5. Efficiency: The computerised accounting system is used to save time and resources. This improves the efficiency of the management in decision-making and is useful in providing information and reports.

Disadvantages of Computerised Accounting System:

1. Huge Cost:  Incurring huge costs in training the specialised personnel to make them understand the use of accounting software is one of the major disadvantages of the computerised accounting system. There are significant costs associated with setting up a computerised accounting system and periodically updating different hardware and software.

2. Requires Proper Control: A computerised accounting system stores a significant amount of critical data. As a result, proper control must be maintained to prevent data loss.

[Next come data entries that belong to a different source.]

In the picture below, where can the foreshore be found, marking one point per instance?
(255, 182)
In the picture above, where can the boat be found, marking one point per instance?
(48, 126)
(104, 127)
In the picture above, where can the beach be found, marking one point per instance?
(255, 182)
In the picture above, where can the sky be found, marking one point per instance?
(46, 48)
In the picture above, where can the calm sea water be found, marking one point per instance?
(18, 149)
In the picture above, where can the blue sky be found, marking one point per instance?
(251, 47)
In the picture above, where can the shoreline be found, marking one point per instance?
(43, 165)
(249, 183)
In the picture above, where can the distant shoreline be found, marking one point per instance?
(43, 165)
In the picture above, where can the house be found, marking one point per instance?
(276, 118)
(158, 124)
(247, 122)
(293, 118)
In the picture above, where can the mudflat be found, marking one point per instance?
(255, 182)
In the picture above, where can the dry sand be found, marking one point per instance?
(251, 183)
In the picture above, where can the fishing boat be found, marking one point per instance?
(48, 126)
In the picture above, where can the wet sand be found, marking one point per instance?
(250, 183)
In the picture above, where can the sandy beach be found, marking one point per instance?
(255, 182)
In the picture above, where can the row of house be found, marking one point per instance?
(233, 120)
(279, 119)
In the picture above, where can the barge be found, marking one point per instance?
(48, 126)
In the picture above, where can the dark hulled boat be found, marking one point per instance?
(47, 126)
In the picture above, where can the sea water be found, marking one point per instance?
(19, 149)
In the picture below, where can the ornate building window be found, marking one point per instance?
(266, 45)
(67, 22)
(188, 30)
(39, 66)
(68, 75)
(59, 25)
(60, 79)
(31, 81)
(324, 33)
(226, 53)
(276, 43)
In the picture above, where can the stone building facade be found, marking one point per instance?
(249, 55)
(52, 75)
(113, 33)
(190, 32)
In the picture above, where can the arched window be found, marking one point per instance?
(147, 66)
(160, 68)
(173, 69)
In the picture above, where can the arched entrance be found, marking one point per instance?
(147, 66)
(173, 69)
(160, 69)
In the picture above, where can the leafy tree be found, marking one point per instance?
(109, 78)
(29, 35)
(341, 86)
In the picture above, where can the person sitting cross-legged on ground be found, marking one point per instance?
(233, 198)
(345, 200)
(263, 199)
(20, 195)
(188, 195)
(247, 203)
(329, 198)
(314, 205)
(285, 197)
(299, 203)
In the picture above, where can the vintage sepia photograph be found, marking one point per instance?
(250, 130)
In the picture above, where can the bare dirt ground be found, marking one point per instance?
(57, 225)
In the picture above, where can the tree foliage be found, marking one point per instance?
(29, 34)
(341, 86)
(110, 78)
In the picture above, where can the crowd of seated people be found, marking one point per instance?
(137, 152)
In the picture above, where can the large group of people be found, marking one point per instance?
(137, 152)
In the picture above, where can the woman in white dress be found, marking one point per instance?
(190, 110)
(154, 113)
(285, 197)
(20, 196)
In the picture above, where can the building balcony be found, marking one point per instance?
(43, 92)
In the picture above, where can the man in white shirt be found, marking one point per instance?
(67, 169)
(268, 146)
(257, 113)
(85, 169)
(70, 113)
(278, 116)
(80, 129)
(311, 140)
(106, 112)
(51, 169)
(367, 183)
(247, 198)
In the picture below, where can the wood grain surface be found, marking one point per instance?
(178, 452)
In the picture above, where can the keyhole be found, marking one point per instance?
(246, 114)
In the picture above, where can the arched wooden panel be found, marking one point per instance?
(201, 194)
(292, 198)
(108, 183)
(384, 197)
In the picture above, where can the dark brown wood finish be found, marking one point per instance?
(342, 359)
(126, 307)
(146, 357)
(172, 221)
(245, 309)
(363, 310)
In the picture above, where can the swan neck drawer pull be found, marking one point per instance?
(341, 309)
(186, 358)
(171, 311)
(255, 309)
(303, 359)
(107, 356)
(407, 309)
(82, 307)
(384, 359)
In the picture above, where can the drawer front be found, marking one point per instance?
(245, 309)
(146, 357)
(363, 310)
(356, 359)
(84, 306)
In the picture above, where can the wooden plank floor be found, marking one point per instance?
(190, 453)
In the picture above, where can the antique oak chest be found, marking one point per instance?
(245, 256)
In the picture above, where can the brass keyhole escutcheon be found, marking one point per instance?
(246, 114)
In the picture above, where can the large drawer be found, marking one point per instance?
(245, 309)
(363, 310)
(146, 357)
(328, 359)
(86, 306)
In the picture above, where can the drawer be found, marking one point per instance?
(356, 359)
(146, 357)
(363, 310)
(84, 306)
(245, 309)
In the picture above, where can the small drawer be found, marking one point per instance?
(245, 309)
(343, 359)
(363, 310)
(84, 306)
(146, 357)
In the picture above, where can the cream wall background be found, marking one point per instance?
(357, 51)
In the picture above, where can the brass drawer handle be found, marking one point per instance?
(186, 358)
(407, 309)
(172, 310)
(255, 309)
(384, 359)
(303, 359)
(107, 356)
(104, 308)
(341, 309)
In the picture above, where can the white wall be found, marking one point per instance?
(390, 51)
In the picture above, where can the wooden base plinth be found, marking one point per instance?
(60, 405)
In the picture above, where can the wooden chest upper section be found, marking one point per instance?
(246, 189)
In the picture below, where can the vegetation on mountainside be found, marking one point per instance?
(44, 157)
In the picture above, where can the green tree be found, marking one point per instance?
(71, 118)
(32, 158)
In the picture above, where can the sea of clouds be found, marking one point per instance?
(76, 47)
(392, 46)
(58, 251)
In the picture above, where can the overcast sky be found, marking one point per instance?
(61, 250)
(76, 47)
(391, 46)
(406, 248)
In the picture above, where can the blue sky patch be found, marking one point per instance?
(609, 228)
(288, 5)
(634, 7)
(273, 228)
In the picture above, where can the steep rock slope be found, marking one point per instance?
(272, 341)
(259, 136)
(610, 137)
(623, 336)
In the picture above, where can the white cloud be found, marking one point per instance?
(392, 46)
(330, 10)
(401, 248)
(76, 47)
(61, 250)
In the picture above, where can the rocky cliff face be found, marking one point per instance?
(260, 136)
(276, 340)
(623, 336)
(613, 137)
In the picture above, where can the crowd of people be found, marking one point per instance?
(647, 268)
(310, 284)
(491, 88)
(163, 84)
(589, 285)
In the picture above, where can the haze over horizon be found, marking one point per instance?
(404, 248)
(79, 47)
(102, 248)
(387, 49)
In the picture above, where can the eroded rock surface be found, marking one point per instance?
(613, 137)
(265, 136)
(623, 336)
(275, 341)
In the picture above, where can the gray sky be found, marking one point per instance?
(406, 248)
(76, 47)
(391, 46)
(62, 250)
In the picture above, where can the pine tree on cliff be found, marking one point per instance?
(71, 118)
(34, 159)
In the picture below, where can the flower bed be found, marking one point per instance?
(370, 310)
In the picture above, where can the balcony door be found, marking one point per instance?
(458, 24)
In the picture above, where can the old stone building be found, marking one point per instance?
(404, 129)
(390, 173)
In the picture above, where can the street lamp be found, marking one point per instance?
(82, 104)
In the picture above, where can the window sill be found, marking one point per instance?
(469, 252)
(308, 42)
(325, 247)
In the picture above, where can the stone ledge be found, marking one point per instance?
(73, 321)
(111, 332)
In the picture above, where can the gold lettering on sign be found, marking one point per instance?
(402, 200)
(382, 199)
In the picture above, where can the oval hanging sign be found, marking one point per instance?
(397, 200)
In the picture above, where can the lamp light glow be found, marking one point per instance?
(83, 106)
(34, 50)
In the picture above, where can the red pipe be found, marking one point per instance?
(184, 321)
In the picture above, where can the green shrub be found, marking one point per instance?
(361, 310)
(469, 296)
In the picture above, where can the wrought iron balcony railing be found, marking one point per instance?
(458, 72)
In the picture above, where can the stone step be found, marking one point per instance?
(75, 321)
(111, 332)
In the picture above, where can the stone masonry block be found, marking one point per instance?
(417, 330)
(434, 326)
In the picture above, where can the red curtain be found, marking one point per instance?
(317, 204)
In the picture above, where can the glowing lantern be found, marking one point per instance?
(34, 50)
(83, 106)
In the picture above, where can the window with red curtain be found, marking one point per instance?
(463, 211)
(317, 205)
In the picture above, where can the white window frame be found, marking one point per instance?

3. Resistance: Introduction of a computerised accounting system may lead to protest or resistance from its current employees. It might be because of their lack of confidence or worry that the implementation of such a system might decrease their importance in the organisation.

4. Interruption: Converting from a manual accounting system to a computerised accounting system takes a lot of time. The workforce may need more time to become used to the new working environment, which could result in low productivity.

5. Breach of Security: In a computerised accounting system, all the accounting data is stored on a computer system. Any data can be altered easily or fraud and embezzlement can be done easily in a computerised accounting system. Hacking passwords or user rights may change the accounting records.